Selbsterkenntnis und davon ausgehen, dass diese Strategie die minimiert

Schäden an unzureichendem Lebensunterhalt. Der Schaden kann der sein

allgemeinere psychische Belastung oder geringere Lebensqualität.

Die Anwendungsdetails von JI1, JI2, JI3 und JI4, sind das Leben eines jeden.

Könnten wir die Art der Darstellung einer Potentialität genauer betrachten? Nach dieser Überlegung, die wir bisher entwickelt haben, fällt mir der Gedanke ein, dass eine Darstellung einer Potentialität nichts anderes als eine Information über sich selbst ist. Die Psyche ist daher Gegenstand des Informationszustands. Genau wie Materie m kann sich als Energie ausdrücken E (und Einstein hat uns die Formel hinterlassen E = m c2), kann es sich auch im Informationszustand ausdrücken.

In einem frühen Stadium der Evolution kann sich Materie im Informationszustand nur selbst informieren, dh sich selbst über ihre Möglichkeiten informieren.

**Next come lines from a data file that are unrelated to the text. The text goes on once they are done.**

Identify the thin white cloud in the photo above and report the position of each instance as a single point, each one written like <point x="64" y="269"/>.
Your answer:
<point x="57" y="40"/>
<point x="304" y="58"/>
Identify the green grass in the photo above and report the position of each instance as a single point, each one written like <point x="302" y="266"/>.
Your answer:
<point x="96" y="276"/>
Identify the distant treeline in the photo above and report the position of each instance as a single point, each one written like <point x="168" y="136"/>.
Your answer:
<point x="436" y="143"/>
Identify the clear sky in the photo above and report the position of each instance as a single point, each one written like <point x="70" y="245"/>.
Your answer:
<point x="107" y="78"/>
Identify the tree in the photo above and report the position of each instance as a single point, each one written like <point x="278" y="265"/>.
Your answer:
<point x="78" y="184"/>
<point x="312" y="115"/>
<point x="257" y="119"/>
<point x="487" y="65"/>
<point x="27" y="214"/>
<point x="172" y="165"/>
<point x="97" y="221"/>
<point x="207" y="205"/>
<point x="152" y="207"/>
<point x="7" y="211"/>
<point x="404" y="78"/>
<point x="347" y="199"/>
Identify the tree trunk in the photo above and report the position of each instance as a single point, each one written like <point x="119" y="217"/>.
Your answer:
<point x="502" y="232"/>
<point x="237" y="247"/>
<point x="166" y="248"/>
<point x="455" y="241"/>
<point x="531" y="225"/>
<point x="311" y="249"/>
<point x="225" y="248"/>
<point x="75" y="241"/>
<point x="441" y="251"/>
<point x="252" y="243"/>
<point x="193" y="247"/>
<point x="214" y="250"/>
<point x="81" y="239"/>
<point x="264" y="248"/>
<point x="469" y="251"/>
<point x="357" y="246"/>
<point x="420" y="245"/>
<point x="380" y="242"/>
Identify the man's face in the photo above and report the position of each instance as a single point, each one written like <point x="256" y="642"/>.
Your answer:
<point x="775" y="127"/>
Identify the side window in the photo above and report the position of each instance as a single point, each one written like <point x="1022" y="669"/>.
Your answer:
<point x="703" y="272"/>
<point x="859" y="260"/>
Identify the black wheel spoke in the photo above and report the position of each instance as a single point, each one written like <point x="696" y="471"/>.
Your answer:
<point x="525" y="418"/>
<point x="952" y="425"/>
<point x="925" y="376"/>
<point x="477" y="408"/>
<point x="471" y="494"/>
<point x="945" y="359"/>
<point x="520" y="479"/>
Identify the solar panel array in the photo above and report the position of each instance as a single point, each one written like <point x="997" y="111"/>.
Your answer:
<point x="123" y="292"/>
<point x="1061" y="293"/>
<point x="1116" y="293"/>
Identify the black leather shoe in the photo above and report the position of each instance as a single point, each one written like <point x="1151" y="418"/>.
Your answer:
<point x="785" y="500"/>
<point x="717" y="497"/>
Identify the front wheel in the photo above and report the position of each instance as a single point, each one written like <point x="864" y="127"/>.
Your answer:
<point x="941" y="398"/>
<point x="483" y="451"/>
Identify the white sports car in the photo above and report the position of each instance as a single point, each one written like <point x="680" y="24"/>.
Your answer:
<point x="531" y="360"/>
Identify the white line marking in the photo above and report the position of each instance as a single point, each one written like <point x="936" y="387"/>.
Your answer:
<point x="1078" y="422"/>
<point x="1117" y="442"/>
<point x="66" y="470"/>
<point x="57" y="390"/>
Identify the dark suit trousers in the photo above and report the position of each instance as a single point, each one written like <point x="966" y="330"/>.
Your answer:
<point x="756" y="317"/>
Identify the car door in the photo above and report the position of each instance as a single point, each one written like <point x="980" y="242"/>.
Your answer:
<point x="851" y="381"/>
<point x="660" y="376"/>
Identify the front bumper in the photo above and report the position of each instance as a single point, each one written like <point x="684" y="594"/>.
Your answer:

In einem späteren Stadium der Evolution kommt es zu einer Art „Quantensprung“, und Materie, die sich bereits informieren konnte, erlangt die Fähigkeit der zweiten Ebene, sich jetzt über ihre Informationen zu informieren, das heißt, sie werden sich bewusste Psyche.

Während der Entwicklung kann die bewusste Psyche ihre Informationen der ersten Ebene und ihre Informationen der zweiten Ebene zunehmend verbessern. Es kann dazu führen, dass Sie sich Ihrer inneren Natur voll bewusst werden. Vielleicht ist dies die Bedeutung von Werner Heisenbergs faszinierendem Satz: "Der Mensch erforscht die Natur und findet sich selbst."

Plötzlich erkennen wir, dass ein Wesen, das in der Lage ist, Informationen zu produzieren, sich auf natürliche Weise durch erhöhte Informationen entwickeln und bei Mutation auf natürliche Weise die Fähigkeit erwerben kann, Informationen über seine Informationen zu produzieren. Darüber hinaus ist Information ein Naturzustand, der dem der Energie entgegengesetzt ist. Während die Energie dazu neigt, sich leicht zu zerstreuen, was dazu führt, dass die materielle Welt in Unordnung gerät, tendiert die Information dazu, sich zu vermehren, indem sie ein streng symmetrisches, aber entgegengesetztes Verhalten ausdrückt.

Plötzlich realisieren wir eine faszinierende Idee. Der psychische Ausdruck scheint eine Kompensation der Entropie zu sein, oder umgekehrt sieht die Entropie wie eine Kompensation des psychischen Ausdrucks aus.

JI5: Der Einzelne kann die Strategie der Neugier auf sich selbst annehmen

sich selbst und durch die Ausnutzung seiner natürlichen Fähigkeit zu produzieren

Sei immer kreativer und neige dazu, dies zu kompensieren

größtmögliche Existenzverluste, vor denen man Angst hat

Verlassenheit und psychisches Leiden.

Jungs Prinzip der Kompensation zwischen bewusstem und unbewusstem Inhalt könnte der Schlüssel zur effektiven Anwendung der Strategie sein. JI5.